49.45(3)(e)2. 2. A hospital whose reimbursement or payment is determined on the basis of the methods developed and implemented under subd. 1. shall annually prepare a report of cost and other data in the manner prescribed by the department.
49.45(3)(e)3. 3. The department may adopt a prospective payment system under subd. 1. which may include consideration of an average rate per diem, diagnosis-related groups or a hospital-specific prospective rate per discharge.
49.45(3)(e)4. 4. If the department maintains a retrospective reimbursement system under subd. 1. for specific provided services or commodities, total reimbursement for allowable services, care or commodities provided recipients during the hospital's fiscal year may not exceed the lower of the hospital's charges for the services or the actual and reasonable allowable costs to the hospital of providing the services, plus any disproportionate share funding that the hospital is qualified to receive under 42 USC 1396r-4.
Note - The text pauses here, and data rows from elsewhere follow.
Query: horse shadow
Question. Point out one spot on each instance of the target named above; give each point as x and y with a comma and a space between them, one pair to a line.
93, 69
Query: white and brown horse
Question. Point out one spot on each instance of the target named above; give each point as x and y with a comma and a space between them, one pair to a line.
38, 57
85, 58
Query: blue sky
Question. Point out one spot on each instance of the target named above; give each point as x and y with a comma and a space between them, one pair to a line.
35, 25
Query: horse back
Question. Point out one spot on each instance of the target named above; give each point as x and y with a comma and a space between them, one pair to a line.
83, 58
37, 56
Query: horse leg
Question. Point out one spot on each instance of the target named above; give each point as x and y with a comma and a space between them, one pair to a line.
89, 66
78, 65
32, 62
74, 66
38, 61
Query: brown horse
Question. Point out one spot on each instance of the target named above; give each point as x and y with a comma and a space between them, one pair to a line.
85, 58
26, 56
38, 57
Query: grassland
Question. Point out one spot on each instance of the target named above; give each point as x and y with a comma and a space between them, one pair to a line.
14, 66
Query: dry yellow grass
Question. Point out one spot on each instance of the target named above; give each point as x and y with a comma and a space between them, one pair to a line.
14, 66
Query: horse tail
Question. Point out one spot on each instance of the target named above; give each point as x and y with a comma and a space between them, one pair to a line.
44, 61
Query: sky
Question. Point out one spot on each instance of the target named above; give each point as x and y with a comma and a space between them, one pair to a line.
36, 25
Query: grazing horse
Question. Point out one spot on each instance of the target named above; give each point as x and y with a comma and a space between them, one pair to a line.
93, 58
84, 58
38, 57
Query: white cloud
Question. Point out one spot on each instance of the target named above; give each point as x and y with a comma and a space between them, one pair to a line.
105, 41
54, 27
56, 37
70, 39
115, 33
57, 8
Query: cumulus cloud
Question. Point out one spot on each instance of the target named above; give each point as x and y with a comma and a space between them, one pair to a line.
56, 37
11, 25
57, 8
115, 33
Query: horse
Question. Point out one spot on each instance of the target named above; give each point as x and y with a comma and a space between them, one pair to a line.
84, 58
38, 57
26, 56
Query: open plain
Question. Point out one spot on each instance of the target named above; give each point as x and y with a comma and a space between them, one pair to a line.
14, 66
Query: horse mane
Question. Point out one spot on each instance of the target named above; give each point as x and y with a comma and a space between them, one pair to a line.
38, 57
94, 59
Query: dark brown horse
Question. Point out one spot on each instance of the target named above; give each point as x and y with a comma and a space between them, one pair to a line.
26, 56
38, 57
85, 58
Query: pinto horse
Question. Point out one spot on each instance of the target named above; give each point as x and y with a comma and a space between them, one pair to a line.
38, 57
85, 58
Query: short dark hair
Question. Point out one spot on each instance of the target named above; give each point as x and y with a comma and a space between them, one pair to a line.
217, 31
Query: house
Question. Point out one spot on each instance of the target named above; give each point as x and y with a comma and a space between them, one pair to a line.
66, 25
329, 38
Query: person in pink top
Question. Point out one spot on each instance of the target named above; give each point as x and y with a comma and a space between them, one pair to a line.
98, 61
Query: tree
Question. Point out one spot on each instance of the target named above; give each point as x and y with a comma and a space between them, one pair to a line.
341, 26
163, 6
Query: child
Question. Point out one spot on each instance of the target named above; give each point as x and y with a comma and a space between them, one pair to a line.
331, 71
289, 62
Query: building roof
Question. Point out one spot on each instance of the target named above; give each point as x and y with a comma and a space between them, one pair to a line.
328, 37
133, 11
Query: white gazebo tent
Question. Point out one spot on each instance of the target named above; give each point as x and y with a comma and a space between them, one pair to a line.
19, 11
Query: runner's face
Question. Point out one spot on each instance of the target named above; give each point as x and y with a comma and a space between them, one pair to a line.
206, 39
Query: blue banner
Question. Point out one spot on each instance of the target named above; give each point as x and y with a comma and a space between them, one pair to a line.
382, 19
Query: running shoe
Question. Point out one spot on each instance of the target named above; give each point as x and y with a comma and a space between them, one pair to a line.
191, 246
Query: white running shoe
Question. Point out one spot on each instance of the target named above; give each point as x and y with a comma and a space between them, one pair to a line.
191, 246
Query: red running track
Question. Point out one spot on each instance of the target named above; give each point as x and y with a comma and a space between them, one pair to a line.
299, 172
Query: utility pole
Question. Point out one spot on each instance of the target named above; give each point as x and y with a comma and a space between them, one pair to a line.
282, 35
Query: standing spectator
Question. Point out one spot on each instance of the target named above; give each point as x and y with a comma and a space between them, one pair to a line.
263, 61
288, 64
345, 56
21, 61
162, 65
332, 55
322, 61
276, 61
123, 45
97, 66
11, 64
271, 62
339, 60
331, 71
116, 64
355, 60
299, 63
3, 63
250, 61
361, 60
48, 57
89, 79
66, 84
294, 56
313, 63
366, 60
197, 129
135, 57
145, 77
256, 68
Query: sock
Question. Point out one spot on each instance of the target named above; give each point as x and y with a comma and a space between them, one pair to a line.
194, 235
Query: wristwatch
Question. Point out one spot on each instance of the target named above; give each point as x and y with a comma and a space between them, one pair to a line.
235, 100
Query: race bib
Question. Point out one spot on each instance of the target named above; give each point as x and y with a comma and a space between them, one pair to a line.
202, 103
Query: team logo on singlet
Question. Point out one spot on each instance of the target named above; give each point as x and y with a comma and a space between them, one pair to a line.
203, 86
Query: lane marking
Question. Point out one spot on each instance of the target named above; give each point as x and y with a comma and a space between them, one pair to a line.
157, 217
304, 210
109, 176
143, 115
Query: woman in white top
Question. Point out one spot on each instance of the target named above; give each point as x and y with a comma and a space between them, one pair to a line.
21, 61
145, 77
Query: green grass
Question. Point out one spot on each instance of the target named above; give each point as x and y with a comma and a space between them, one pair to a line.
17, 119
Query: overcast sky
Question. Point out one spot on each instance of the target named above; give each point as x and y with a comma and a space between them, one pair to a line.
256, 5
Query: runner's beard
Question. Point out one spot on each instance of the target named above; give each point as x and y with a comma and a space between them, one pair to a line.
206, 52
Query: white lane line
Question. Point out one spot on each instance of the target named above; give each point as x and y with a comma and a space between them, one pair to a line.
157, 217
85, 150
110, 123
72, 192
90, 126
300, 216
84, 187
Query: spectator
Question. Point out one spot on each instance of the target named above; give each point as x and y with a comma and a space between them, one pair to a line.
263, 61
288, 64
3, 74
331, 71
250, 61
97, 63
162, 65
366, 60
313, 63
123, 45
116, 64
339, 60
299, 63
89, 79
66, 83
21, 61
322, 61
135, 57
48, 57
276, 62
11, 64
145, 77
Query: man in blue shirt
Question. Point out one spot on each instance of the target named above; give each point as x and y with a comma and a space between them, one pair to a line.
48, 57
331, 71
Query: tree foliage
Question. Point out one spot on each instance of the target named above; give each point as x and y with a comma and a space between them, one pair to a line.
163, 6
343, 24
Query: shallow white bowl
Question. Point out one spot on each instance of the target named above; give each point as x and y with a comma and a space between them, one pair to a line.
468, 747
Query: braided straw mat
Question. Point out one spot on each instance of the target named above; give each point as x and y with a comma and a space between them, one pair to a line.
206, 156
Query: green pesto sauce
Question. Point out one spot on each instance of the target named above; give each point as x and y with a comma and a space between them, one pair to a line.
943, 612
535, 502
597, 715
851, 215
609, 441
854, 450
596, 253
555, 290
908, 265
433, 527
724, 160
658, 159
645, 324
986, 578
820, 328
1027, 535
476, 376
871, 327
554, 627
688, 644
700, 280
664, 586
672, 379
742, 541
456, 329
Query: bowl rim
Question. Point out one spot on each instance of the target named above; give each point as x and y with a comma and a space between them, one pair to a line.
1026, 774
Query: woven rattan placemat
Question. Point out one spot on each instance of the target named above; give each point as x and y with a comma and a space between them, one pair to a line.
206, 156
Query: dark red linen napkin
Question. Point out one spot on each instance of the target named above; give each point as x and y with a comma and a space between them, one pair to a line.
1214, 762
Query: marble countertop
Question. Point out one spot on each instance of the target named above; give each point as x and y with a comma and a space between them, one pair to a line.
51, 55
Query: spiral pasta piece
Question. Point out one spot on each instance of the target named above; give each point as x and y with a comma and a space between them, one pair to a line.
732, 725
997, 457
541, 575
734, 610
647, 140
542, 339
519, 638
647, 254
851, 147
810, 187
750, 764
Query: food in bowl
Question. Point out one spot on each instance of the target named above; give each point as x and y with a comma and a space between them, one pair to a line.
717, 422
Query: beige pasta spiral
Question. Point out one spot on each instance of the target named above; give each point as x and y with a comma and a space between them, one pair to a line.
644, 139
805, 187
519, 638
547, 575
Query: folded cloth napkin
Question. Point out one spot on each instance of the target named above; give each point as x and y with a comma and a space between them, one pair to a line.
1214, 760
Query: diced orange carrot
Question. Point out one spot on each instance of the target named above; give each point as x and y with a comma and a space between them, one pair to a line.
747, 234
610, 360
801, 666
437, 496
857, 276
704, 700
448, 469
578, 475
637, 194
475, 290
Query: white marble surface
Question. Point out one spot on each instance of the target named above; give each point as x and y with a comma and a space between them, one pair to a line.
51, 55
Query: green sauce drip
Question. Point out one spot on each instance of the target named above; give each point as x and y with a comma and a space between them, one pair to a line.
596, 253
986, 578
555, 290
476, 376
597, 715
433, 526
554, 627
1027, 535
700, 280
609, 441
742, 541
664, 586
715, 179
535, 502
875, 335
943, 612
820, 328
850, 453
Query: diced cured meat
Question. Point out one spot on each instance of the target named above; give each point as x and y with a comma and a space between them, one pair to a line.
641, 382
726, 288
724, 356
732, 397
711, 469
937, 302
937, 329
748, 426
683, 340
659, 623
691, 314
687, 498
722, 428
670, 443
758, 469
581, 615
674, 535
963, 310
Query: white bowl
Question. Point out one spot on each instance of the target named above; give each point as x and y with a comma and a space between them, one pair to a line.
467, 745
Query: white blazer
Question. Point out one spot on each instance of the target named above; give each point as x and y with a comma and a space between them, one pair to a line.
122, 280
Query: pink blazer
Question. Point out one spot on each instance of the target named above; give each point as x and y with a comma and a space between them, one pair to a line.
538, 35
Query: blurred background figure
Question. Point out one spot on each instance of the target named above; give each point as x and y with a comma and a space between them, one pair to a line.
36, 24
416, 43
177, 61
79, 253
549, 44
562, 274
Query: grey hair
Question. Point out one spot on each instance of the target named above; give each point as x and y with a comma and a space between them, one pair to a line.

49.45(3)(e)7. 7. The daily reimbursement or payment rate to a hospital for services provided to medical assistance recipients awaiting admission to a skilled nursing home, intermediate care facility, community-based residential facility, group home, foster home, or other custodial living arrangement may not exceed the maximum reimbursement or payment rate based on the average adjusted state skilled nursing facility rate, created under sub. (6m). This limited reimbursement or payment rate to a hospital commences on the date the department, through its own data or information provided by hospitals, determines that continued hospitalization is no longer medically necessary or appropriate during a period when the recipient awaits placement in an alternate custodial living arrangement. The department may contract with a peer review organization, established under 42 USC 1320c to 1320c-10, to determine that continued hospitalization of a recipient is no longer necessary and that admission to an alternate custodial living arrangement is more appropriate for the continued care of the recipient. In addition, the department may contract with a peer review organization to determine the medical necessity or appropriateness of physician services or other services provided during the period when a hospital patient awaits placement in an alternate custodial living arrangement.